Comment lutter plus efficacement contre le cancer du sang ?

Malgré l'existence de traitements approuvés, le myélome multiple reste incurable. Des chercheurs et chercheuses de l'ETH Zurich et de l'Hôpital universitaire de Zurich ont entrepris d'améliorer les résultats des traitements en testant des centaines de produits thérapeutiques existants à l'extérieur du corps afin de prédire leur efficacité.
Cellules de moelle osseuse d'un·e patient·e atteint·e de myélome multiple. Les cellules rouges sont des monocytes sains, les vertes et les jaunes sont des cellules plasmatiques. (Image : Berend Snijder Lab / ETH Zurich)

Résumé

  • Le myélome multiple est une forme incurable de cancer du sang. Avec le temps, les cellules cancéreuses deviennent résistantes aux médicaments actuellement prescrits.
  • Grâce à une plate-forme de pharmacoscopie entièrement automatisée, des chercheuses et chercheurs de l'ETH Zurich testent des centaines de médicaments et de combinaisons de médicaments sur des biopsies de moelle osseuse dans le cadre d'un processus à haut débit.
  • Ces tests montrent quelles options thérapeutiques combinées avec les thérapies existantes seraient possibles pour des patients et patientes spécifiques.

Le myélome multiple est un cancer du sang rare causé par la multiplication incontrôlée de plasmocytes anormaux. Ces plasmocytes sont un type particulier de globules blancs qui jouent un rôle important dans le système immunitaire en produisant des anticorps essentiels dans la moelle osseuse et les ganglions lymphatiques.

Malgré un nombre croissant de médicaments approuvés et d'approches thérapeutiques telles que l'immunothérapie, la maladie n'est toujours pas guérissable.
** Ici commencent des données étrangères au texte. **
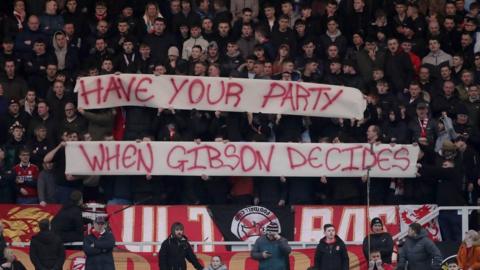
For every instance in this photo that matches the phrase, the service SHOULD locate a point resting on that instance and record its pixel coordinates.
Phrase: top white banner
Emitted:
(220, 94)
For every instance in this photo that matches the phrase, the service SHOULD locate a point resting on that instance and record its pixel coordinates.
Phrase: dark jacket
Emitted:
(382, 242)
(68, 223)
(279, 250)
(173, 253)
(16, 265)
(47, 251)
(449, 184)
(159, 45)
(420, 252)
(99, 251)
(3, 245)
(7, 194)
(398, 71)
(331, 256)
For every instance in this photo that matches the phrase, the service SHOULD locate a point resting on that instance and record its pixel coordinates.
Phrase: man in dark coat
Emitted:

L'espérance de vie moyenne des patientes et patients après le diagnostic n'est que de cinq ans.

L'un des principaux défis à relever est la tendance du cancer à réapparaître même après un traitement. En effet, le traitement rend les cellules cancéreuses plus résistantes aux médicaments utilisés, jusqu'à ce que, après plusieurs séries de traitements, il ne reste plus aucune option efficace.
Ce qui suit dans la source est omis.